Le Parti Comunes, né après la signature de l'Accord de paix définitif entre l'État colombien et la guérilla des FARC, a dénoncé que dans l'après-midi du jeudi 3 mars, José Alexis Báez, un ancien combattant du groupe insurgé qui développait son projet productif , a été assassiné à San José del Guaviare. "Il n'y a pas de mots pour décrire cette barbarie qui nous persécute, mais nous restons fermes", a écrit le parti sur son compte Twitter.

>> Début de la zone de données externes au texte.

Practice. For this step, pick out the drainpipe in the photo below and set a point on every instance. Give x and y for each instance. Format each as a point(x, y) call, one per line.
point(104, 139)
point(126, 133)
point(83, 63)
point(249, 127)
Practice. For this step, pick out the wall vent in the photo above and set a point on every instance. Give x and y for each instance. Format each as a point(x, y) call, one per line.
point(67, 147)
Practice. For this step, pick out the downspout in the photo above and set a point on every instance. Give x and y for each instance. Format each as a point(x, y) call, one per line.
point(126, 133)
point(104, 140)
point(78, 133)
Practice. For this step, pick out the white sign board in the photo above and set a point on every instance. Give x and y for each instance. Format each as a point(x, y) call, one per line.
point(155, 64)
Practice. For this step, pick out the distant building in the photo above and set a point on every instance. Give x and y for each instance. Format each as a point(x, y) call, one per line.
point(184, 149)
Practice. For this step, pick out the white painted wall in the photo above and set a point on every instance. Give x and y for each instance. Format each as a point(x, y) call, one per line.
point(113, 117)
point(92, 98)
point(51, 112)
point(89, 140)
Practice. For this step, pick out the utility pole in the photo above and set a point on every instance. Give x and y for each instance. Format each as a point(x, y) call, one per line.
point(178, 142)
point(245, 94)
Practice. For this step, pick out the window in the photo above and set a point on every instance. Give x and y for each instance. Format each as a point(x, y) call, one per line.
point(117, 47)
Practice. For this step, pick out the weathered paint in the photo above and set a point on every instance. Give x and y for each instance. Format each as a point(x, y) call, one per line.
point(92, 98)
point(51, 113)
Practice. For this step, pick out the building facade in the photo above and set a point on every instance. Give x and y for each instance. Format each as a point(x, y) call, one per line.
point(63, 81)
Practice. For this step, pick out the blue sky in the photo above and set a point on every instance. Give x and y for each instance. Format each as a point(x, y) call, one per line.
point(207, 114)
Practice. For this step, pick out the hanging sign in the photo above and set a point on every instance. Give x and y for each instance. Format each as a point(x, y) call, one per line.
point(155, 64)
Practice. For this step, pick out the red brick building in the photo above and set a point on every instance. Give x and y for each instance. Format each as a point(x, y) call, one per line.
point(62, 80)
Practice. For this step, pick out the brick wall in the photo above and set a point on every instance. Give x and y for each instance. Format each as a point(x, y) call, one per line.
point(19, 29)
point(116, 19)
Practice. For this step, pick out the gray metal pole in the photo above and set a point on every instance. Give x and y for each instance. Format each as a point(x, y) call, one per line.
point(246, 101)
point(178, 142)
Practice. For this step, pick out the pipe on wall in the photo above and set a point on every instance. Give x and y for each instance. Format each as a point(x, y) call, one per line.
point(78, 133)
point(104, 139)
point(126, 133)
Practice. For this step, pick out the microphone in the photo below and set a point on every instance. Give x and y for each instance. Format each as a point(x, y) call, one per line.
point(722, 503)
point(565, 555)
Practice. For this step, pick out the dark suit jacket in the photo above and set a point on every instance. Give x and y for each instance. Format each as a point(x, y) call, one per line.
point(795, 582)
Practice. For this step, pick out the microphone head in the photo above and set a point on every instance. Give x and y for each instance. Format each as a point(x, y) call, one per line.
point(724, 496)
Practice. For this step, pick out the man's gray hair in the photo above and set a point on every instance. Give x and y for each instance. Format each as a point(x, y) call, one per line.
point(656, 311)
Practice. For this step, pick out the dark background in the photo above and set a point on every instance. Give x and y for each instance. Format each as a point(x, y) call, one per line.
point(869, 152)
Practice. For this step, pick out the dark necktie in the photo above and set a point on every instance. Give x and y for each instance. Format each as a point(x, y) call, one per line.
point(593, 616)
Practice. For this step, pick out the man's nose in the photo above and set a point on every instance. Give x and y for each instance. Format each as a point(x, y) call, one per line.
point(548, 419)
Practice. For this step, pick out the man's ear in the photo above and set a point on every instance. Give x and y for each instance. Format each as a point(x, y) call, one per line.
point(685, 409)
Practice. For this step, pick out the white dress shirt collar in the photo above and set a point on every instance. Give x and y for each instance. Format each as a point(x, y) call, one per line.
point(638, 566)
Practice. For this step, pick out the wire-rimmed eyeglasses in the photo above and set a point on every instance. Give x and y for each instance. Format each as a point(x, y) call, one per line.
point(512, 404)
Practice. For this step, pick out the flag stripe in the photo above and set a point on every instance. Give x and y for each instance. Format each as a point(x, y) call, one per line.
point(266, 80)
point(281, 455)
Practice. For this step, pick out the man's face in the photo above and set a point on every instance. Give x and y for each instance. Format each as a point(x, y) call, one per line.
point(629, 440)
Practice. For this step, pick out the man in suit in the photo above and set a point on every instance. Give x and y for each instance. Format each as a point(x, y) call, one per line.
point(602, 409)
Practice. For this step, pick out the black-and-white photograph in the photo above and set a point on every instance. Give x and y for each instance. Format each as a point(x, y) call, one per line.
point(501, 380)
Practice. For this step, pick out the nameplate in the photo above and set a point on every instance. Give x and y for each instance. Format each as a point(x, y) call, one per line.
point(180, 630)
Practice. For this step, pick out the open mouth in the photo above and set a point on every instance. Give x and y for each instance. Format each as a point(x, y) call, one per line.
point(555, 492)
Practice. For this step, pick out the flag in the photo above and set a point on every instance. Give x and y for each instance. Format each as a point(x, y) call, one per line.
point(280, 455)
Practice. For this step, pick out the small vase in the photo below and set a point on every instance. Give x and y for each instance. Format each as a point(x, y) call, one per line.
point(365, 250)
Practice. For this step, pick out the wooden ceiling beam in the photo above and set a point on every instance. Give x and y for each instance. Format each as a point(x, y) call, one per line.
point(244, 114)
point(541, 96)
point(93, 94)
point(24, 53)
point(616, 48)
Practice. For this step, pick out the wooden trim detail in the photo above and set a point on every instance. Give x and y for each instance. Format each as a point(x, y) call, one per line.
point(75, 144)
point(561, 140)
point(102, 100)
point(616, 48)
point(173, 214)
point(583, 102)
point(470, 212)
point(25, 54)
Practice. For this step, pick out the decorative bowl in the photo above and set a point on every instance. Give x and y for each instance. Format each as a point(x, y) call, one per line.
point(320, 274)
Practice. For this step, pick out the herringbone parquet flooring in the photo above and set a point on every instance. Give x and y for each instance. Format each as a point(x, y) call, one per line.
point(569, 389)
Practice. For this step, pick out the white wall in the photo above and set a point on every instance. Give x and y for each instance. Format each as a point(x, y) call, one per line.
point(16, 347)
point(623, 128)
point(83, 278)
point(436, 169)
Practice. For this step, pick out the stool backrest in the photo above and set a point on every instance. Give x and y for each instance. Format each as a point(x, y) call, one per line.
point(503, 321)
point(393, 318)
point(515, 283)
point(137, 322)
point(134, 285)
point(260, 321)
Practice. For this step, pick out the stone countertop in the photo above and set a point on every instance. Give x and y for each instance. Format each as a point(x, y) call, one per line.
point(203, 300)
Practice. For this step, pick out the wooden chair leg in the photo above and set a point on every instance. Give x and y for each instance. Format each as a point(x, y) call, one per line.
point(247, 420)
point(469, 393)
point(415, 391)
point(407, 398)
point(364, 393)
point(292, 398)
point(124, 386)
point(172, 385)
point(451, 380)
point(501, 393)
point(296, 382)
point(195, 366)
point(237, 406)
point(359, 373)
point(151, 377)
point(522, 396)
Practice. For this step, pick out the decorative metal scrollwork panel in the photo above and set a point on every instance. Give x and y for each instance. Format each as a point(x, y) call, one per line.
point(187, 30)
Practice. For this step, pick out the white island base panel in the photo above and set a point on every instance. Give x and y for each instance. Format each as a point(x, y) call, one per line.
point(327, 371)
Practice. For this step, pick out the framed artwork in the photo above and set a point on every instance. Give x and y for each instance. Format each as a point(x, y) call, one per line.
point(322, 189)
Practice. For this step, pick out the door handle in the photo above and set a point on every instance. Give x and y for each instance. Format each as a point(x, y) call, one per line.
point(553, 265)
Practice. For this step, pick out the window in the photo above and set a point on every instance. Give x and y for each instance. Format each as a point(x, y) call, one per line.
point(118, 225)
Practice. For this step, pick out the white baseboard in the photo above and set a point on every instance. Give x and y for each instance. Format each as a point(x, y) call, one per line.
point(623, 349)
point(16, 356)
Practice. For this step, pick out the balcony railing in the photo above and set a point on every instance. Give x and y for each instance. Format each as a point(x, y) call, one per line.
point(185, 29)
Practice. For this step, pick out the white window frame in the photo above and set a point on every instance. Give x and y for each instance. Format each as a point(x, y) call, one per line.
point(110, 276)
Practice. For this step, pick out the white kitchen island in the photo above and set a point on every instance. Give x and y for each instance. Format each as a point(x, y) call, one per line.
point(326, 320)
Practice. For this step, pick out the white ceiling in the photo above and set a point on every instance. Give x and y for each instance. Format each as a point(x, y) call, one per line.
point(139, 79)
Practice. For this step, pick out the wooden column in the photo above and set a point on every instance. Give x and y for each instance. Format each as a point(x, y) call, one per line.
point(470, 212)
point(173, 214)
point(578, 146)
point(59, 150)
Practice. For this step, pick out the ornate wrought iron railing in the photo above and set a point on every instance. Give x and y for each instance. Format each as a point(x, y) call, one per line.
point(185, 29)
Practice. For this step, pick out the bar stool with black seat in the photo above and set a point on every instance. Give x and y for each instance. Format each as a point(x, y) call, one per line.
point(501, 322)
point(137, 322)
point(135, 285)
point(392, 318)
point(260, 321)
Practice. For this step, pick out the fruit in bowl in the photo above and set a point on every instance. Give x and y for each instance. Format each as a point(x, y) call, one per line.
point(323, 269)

Selon Indepaz, avec José Alexis Báez Mesa il y aurait sept signataires de l'accord tués en 2022 et 306 depuis la signature de l'accord en 2016 . Le corps de l'homme de 56 ans a été retrouvé dans le village de Colinas (San José del Guaviare), à 5 heures de l'après-midi, à un kilomètre de l'ETCR de Colinas.
La communauté de cet espace territorial a dénoncé le meurtre de Báez, qui était en train de déposer les armes. Concernant les auteurs du meurtre, ils ont affirmé que « nous précisons que jusqu'à présent nous ne savons pas qui pourrait être l'auteur responsable de cet acte. Nous espérons que les autorités compétentes mèneront l'enquête correspondante pour clarifier la situation qui s'est produite.

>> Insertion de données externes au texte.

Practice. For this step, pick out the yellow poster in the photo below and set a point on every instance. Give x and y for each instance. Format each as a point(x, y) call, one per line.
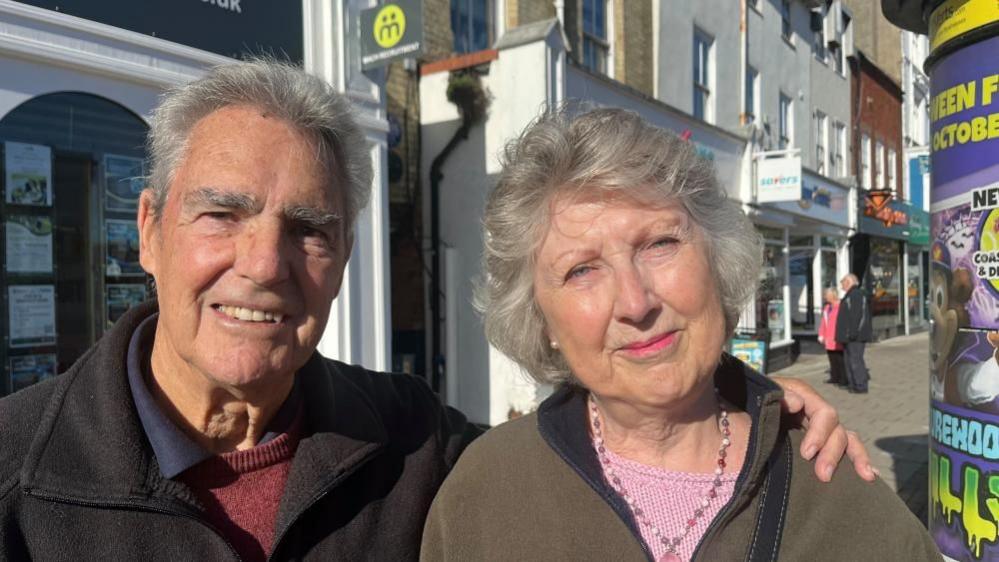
point(957, 17)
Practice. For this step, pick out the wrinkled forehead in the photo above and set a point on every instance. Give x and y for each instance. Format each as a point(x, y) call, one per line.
point(573, 211)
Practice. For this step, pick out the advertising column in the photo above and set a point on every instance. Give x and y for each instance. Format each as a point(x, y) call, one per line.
point(964, 279)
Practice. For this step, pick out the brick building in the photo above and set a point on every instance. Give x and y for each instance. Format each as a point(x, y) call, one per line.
point(888, 251)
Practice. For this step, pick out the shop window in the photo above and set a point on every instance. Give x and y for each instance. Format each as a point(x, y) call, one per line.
point(471, 25)
point(802, 288)
point(865, 161)
point(72, 168)
point(886, 278)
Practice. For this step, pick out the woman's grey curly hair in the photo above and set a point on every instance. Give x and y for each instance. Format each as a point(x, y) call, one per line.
point(603, 152)
point(287, 92)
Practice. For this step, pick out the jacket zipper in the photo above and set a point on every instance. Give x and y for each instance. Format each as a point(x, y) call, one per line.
point(318, 496)
point(137, 507)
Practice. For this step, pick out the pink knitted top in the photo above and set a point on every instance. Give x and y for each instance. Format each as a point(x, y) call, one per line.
point(669, 499)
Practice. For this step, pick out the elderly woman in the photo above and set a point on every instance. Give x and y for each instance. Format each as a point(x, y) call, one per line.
point(827, 337)
point(616, 270)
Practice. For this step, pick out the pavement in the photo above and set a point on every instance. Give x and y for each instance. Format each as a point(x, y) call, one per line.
point(892, 419)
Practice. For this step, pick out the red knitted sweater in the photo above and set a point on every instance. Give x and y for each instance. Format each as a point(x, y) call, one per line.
point(241, 491)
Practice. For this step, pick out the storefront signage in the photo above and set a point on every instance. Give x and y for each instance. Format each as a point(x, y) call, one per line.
point(391, 31)
point(751, 352)
point(31, 310)
point(232, 28)
point(28, 240)
point(26, 370)
point(778, 179)
point(819, 199)
point(878, 205)
point(957, 17)
point(919, 227)
point(883, 215)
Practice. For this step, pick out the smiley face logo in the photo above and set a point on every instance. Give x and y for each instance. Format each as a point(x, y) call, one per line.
point(390, 26)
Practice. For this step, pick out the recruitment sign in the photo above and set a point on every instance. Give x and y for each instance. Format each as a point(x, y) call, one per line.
point(390, 32)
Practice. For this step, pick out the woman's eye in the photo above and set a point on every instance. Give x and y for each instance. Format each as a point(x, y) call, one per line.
point(663, 242)
point(219, 215)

L'alerte précoce 005-19 du bureau du médiateur avait mis en garde contre le risque encouru par l'ETCR situé dans le département de Guaviare. Selon l'entité, « le retard dans la mise en œuvre des projets productifs pour les ex-combattants a joué un rôle important dans le départ de l'ETCR vers différentes parties du département et du pays, à la recherche d'améliorer leurs conditions de vie et de développer des projets pour la génération de revenus ».

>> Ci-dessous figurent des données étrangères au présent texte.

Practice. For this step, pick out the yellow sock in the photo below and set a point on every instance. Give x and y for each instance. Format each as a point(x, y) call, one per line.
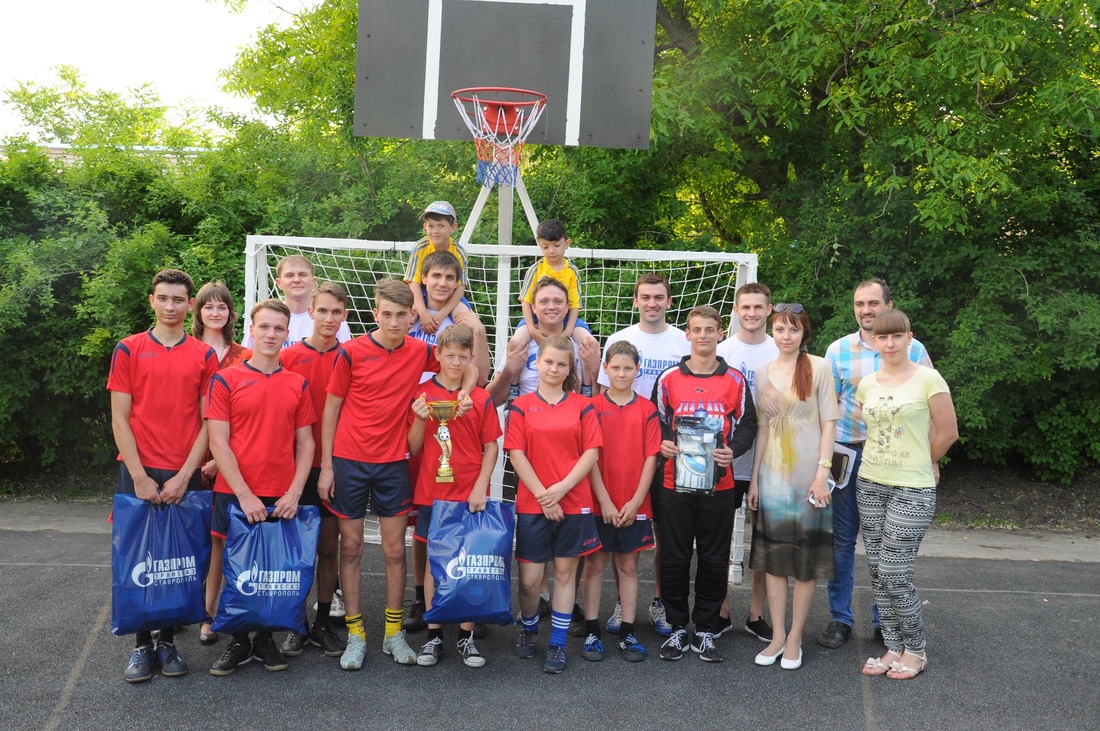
point(354, 623)
point(393, 621)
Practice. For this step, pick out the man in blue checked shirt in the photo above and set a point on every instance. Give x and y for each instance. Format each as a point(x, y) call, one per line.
point(853, 357)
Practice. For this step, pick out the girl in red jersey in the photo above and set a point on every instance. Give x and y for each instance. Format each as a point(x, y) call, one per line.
point(553, 439)
point(213, 321)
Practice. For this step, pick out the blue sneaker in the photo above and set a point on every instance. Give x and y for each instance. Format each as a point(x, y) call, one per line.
point(556, 660)
point(660, 620)
point(593, 649)
point(615, 623)
point(631, 650)
point(141, 664)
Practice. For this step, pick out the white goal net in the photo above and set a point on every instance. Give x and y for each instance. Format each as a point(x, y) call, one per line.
point(495, 275)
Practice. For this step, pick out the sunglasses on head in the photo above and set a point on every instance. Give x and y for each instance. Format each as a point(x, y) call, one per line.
point(793, 307)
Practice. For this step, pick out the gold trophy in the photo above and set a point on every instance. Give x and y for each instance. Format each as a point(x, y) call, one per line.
point(442, 411)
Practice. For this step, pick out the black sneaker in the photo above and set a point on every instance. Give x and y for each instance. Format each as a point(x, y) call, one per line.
point(673, 648)
point(172, 664)
point(264, 650)
point(834, 635)
point(141, 664)
point(237, 654)
point(704, 645)
point(328, 640)
point(525, 644)
point(724, 626)
point(556, 660)
point(414, 617)
point(759, 628)
point(293, 644)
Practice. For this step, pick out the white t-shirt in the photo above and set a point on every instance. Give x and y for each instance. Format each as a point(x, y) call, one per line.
point(301, 327)
point(658, 353)
point(417, 331)
point(747, 358)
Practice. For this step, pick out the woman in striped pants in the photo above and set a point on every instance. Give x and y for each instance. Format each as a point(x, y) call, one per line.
point(910, 425)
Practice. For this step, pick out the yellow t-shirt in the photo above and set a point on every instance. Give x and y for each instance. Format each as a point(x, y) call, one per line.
point(420, 252)
point(898, 419)
point(569, 276)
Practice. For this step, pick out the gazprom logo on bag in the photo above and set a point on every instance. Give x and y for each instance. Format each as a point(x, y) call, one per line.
point(177, 569)
point(475, 565)
point(271, 584)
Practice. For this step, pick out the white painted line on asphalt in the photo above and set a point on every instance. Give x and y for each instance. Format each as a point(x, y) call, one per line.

En raison de cette situation, les risques des ex-combattants ont augmenté pour plusieurs raisons telles que : être cooptés par des groupes armés illégaux, être victimes d'attaques et de menaces contre leur vie, en raison de la stigmatisation et des blessures du conflit armé qui ont pas encore guéri dans ces territoires.
Avec la confirmation de la mort de José Alexis Báez, l'ETCR Jaime Pardo Leal a souligné dans un communiqué les effets dont ils ont été victimes par des groupes hors la loi. "Ce fait, ajouté à d'autres qui se sont produits dans différentes parties du pays, est le visage de la violation des garanties de sécurité physique pour les signataires de l'accord de paix".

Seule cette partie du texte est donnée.